We only need to consider word pairs - i.e. pairs of words such that each is the other reversed. Additionally, we only need to consider word pairs where the three letters used are each unique - so eel/lee, for example, would be eliminated. From these two properties, there are only 216 word pairs that need to be considered. Sandor's list of letters in the middle of words, it would seem, does not take into account the second property. When that property is taken into account, the letters in the middle of words are as follows: ABDEHIORTUVWY. From there, only 47 word pairs could fit in the middle. From these 47 words, only 6 letters are a part of multiple word pairs and so could be in the center of the square: AEIORU. Let us consider each of these.
Case I: The word pairs in this case are air/ria, bid/dib, dit/tid, and div/vid. Of the four, only air/ria does not contain the letter D, and so this must be one of the two word pairs, and the other must contain a D:
However, the only word pair with a D in the center is ado/oda, which shares A with air/ria. Therefore, I cannot be the center letter.
Case R: The word pairs in this case are arb/bra, are/era, bro/orb, and bru/urb. Much like in case I, one word pair is are/era and the other must contain a B:
However, the only word pair with a B in the center is abo/oba, which shares A with are/era. Therefore, R cannot be the center letter.
Case U: The word pairs in this case are bud/dob, bur/rub, but/tub, and duo/oud.
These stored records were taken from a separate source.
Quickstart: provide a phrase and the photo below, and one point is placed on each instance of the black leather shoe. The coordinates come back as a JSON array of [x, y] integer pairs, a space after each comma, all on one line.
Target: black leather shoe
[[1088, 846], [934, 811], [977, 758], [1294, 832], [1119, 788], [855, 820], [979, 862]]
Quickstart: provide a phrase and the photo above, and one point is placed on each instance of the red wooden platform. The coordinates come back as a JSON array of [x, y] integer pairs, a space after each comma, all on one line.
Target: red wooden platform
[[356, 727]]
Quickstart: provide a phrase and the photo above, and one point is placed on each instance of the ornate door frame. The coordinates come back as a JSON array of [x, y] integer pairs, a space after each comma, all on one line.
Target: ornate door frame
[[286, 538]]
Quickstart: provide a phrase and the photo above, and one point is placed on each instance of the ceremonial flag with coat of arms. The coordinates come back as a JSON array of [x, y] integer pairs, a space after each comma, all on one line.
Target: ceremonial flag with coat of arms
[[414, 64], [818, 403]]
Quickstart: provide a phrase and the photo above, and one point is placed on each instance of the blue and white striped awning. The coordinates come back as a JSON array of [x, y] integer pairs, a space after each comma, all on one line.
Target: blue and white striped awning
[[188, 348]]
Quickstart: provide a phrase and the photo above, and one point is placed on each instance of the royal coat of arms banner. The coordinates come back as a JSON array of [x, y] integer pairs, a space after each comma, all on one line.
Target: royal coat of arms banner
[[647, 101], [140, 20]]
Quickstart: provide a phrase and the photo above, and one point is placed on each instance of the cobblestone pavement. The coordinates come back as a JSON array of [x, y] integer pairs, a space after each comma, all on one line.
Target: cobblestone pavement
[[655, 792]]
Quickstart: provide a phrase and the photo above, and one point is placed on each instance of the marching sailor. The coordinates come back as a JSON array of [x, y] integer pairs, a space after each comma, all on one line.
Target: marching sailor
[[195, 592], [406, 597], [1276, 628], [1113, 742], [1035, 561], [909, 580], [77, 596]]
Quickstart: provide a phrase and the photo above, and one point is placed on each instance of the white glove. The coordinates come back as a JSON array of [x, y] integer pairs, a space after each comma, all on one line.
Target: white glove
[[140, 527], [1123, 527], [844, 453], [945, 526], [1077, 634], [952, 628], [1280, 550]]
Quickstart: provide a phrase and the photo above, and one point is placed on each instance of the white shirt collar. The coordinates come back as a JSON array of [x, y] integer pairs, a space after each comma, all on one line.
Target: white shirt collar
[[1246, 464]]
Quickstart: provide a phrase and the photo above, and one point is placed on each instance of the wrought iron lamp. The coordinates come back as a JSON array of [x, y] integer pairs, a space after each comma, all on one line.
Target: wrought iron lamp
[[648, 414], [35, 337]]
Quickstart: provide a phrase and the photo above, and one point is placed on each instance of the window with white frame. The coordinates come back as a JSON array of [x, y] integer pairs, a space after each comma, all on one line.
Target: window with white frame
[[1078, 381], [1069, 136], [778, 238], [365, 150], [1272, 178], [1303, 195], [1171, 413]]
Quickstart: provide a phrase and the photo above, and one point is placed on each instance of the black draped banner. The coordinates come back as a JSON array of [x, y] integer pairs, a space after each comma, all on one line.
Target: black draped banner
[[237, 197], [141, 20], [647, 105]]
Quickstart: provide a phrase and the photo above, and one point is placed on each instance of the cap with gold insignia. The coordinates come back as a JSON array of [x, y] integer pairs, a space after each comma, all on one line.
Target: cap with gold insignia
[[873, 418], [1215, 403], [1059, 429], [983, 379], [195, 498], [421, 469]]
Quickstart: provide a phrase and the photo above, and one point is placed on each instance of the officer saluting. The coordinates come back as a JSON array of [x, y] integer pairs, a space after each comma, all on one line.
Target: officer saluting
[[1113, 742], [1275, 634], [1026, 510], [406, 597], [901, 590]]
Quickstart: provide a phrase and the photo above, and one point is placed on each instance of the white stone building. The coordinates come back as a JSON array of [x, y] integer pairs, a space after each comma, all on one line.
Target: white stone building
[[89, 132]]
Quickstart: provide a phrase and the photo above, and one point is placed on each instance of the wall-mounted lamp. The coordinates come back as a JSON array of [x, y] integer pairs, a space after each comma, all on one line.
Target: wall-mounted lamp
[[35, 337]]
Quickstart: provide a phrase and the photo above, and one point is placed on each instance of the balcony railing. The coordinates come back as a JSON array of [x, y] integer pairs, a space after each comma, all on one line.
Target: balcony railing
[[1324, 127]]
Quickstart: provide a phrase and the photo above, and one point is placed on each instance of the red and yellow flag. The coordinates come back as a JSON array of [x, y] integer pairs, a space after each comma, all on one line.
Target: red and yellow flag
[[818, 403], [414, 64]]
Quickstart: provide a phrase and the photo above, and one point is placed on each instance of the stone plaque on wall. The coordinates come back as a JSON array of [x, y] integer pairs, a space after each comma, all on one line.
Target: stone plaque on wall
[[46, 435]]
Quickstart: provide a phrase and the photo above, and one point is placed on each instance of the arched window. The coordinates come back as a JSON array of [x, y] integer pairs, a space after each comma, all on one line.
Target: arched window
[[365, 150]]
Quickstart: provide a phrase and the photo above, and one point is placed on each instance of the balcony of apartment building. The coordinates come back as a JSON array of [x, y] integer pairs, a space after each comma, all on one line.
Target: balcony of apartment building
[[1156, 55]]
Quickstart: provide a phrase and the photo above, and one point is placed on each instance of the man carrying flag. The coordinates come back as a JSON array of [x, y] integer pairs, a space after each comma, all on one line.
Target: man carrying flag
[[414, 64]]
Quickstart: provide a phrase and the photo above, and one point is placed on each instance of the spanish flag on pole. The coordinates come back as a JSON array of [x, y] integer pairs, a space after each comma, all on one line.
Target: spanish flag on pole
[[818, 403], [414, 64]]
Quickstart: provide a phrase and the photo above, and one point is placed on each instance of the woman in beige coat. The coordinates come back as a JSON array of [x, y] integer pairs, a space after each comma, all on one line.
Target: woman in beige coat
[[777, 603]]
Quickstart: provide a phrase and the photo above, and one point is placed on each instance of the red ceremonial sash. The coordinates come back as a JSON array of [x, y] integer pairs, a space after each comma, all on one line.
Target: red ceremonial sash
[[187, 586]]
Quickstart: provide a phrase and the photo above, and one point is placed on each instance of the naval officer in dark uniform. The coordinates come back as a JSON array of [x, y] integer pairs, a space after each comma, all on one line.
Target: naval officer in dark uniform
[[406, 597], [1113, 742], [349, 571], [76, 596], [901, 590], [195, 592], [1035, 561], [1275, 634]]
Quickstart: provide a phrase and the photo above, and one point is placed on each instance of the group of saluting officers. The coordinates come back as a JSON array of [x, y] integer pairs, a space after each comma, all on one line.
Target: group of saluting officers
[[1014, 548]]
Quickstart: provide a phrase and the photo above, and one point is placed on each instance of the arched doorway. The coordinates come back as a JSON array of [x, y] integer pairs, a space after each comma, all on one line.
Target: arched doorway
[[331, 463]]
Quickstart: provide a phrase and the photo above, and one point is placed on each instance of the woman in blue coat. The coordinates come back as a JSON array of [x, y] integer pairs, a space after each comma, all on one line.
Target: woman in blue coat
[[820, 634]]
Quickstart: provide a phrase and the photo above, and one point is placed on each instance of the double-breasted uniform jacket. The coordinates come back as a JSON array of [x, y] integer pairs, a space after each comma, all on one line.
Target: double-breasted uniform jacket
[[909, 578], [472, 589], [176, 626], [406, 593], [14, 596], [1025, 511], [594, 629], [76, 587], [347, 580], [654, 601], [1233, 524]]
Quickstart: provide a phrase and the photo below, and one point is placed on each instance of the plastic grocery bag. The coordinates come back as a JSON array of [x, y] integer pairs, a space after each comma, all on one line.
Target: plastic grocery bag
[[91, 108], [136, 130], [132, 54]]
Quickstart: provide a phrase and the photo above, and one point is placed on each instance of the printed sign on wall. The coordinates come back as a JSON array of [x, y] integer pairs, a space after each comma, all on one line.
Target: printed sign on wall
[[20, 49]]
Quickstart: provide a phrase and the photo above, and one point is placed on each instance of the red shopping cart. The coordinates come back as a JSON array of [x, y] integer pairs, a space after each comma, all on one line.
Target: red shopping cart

As in the previous cases, one word pair is duo/oud and the other must contain a B:
However, the only option for the top row, abo/oba, shares o with duo/oud. Therefore, U cannot be the center letter.
Case E: There are six word pairs in this case: bed/deb, dew/wed, her/reh, hey/yeh, tew/wet, and wey/yew. The pair bed/deb can immediately be eliminated, since b can only intersect abo/oba and d can only intersect ado/oda. Similarly, dew/wed can only intersect ado/oda and owt/two, and so can be eliminated immediately. Therefore, one word pair must be her/reh or hey/yeh, and the other must be tew/wet or wey/yew. W must intersect owt/two, and the only word pair that intersects H that has an O is mho/ohm:
The WE? must now be wey/yew, but the only word pair with y in the middle is nys/syn, which does not contain M. Therefore, E cannot be the center letter.
Case O: There are ten word pairs in this case. The letters BDW each can only intersect a word pair with an O in it (abo/oba, ado/oda, and owt/two, respectively), which eliminates every word pair except for rot/tor. Therefore, with only one word pair not immediately eliminated, O cannot be the center letter.
Case A: There are fourteen word pairs in this case. The letters BDTV can be eliminated since the word they intersect with must contain an A (abo/oba, ado/oda, ate/eta, and avo/ova, respectively). Eliminating those leaves four word pairs: hay/yah, raw/war, ray/yar, and way/yaw. The two word pairs used must be one with a Y, and raw/war:
However, W can only intersect owt/two, and Y can only intersect nys/syn. Those two word pairs share no letters, and so cannot simultaneously be put in place. Therefore, A cannot be the center letter.
As all six possibilities have been eliminated, no letter can be in the center, and so the square is impossible.